Data alignment and using reindex¶
Operations between differently-indexed objects having MultiIndex on the axes will work as you expect; data alignment will work the same as an Index of tuples:
In [316]: s + s[:-2]
Out[316]:
bar one 2.078365
two 1.912509
baz one 2.897837
two 0.476941
foo one 0.348063
two -1.586583
qux one NaN
two NaN
dtype: float64
In [317]: s + s[::2]
Out[317]:
bar one 2.078365
two NaN
baz one 2.897837
two NaN
foo one 0.348063
two NaN
qux one 0.103090
two NaN
dtype: float64
reindex can be called with another MultiIndex or even a list or array of tuples:
In [318]: s.reindex(index[:3])
Out[318]:
first second
bar one 1.039182
two 0.956255
baz one 1.448918
dtype: float64
In [319]: s.reindex([('foo', 'two'), ('bar', 'one'), ('qux', 'one'), ('baz', 'one')])
Out[319]:
foo two -0.793292
bar one 1.039182
qux one 0.051545
baz one 1.448918
dtype: float64
Advanced indexing with hierarchical index¶
Syntactically integrating MultiIndex in advanced indexing with .ix is a bit challenging, but we’ve made every effort to do so. for example the following works as you would expect:
In [320]: df = df.T
In [321]: df
Out[321]:
A B C
first second
bar one -0.007381 -0.365315 -0.024817
two -1.219794 0.370955 -0.795125
baz one 0.145578 1.428502 -0.408384
two -0.249321 -0.292967 -1.849202
foo one -1.046479 -1.250595 0.781722
two 1.314373 0.333150 0.133331
qux one 0.716789 0.616471 -0.298493
two 0.385795 -0.915417 -1.367644
[8 rows x 3 columns]
In [322]: df.ix['bar']
Out[322]:
A B C
second
one -0.007381 -0.365315 -0.024817
two -1.219794 0.370955 -0.795125
[2 rows x 3 columns]
In [323]: df.ix['bar', 'two']
Out[323]:
A -1.219794
B 0.370955
C -0.795125
Name: (bar, two), dtype: float64
“Partial” slicing also works quite nicely for the topmost level:
In [324]: df.ix['baz':'foo']
Out[324]:
A B C
first second
baz one 0.145578 1.428502 -0.408384
two -0.249321 -0.292967 -1.849202
foo one -1.046479 -1.250595 0.781722
two 1.314373 0.333150 0.133331
[4 rows x 3 columns]
But lower levels cannot be sliced in this way, because the MultiIndex uses its multiple index dimensions to slice along one dimension of your object:
In [325]: df.ix[('baz', 'two'):('qux', 'one')]
Out[325]:
A B C
first second
baz two -0.249321 -0.292967 -1.849202
foo one -1.046479 -1.250595 0.781722
two 1.314373 0.333150 0.133331
qux one 0.716789 0.616471 -0.298493
[4 rows x 3 columns]
In [326]: df.ix[('baz', 'two'):'foo']
Out[326]:
A B C
first second
baz two -0.249321 -0.292967 -1.849202
foo one -1.046479 -1.250595 0.781722
two 1.314373 0.333150 0.133331
[3 rows x 3 columns]
Passing a list of labels or tuples works similar to reindexing:
In [327]: df.ix[[('bar', 'two'), ('qux', 'one')]]
Out[327]:
A B C
first second
bar two -1.219794 0.370955 -0.795125
qux one 0.716789 0.616471 -0.298493
[2 rows x 3 columns]
The following does not work, and it’s not clear if it should or not:
>>> df.ix[['bar', 'qux']]
The code for implementing .ix makes every attempt to “do the right thing” but as you use it you may uncover corner cases or unintuitive behavior.
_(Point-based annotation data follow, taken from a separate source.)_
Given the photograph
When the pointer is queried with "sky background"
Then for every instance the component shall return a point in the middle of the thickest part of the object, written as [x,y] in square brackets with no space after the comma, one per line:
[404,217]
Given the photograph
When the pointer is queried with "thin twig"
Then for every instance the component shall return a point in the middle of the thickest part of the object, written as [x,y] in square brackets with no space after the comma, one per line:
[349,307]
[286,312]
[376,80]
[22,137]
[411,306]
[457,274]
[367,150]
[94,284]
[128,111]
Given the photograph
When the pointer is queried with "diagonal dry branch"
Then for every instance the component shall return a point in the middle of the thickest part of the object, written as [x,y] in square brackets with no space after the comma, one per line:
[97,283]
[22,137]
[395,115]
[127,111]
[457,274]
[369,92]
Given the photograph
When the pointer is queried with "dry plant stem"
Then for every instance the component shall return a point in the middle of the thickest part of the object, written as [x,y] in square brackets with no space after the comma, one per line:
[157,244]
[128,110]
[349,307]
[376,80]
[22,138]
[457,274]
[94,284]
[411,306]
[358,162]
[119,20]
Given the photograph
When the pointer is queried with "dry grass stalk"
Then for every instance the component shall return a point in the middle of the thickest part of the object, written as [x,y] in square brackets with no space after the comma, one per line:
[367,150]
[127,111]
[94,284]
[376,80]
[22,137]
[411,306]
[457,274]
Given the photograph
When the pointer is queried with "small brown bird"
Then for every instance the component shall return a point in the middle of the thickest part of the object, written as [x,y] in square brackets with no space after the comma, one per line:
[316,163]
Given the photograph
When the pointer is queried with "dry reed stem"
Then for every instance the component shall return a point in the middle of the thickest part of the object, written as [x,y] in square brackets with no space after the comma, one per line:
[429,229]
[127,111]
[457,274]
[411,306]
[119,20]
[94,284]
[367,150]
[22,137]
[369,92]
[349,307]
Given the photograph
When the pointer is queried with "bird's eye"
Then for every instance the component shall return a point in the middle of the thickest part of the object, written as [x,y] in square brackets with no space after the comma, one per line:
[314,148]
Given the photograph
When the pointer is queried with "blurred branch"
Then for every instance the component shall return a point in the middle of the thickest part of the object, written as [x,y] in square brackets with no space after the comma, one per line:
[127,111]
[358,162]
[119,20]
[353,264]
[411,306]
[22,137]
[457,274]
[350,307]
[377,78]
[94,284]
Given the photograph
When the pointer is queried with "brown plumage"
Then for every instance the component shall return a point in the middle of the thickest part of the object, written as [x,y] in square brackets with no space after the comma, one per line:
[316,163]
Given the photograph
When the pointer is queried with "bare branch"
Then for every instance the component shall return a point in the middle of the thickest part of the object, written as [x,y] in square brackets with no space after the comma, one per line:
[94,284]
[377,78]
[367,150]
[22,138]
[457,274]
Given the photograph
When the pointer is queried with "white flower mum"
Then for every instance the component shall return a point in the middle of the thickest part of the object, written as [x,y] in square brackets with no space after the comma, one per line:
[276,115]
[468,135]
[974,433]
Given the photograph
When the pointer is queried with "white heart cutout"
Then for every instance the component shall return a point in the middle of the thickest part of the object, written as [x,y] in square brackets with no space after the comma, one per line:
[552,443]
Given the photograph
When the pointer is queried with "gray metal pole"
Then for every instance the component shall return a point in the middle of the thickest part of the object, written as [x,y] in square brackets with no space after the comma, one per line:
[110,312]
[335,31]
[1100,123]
If you do find something like this, do not hesitate to report the issue or ask on the mailing list.
Cross-section with hierarchical index¶
The xs method of DataFrame additionally takes a level argument to make selecting data at a particular level of a MultiIndex easier.
In [328]: df.xs('one', level='second')
Out[328]:
A B C
first
bar -0.007381 -0.365315 -0.024817
baz 0.145578 1.428502 -0.408384
foo -1.046479 -1.250595 0.781722
qux 0.716789 0.616471 -0.298493
[4 rows x 3 columns]
You can also select on the columns with xs(), by providing the axis argument
In [329]: df = df.T
In [330]: df.xs('one', level='second', axis=1)
Out[330]:
first bar baz foo qux
A -0.007381 0.145578 -1.046479 0.716789
B -0.365315 1.428502 -1.250595 0.616471
C -0.024817 -0.408384 0.781722 -0.298493
[3 rows x 4 columns]
xs() also allows selection with multiple keys
In [331]: df.xs(('one', 'bar'), level=('second', 'first'), axis=1)
Out[331]:
first bar
second one
A -0.007381
B -0.365315
C -0.024817
[3 rows x 1 columns]
New in version 0.13.0.
You can pass drop_level=False to xs() to retain the level that was selected
versus the result with drop_level=True (the default value)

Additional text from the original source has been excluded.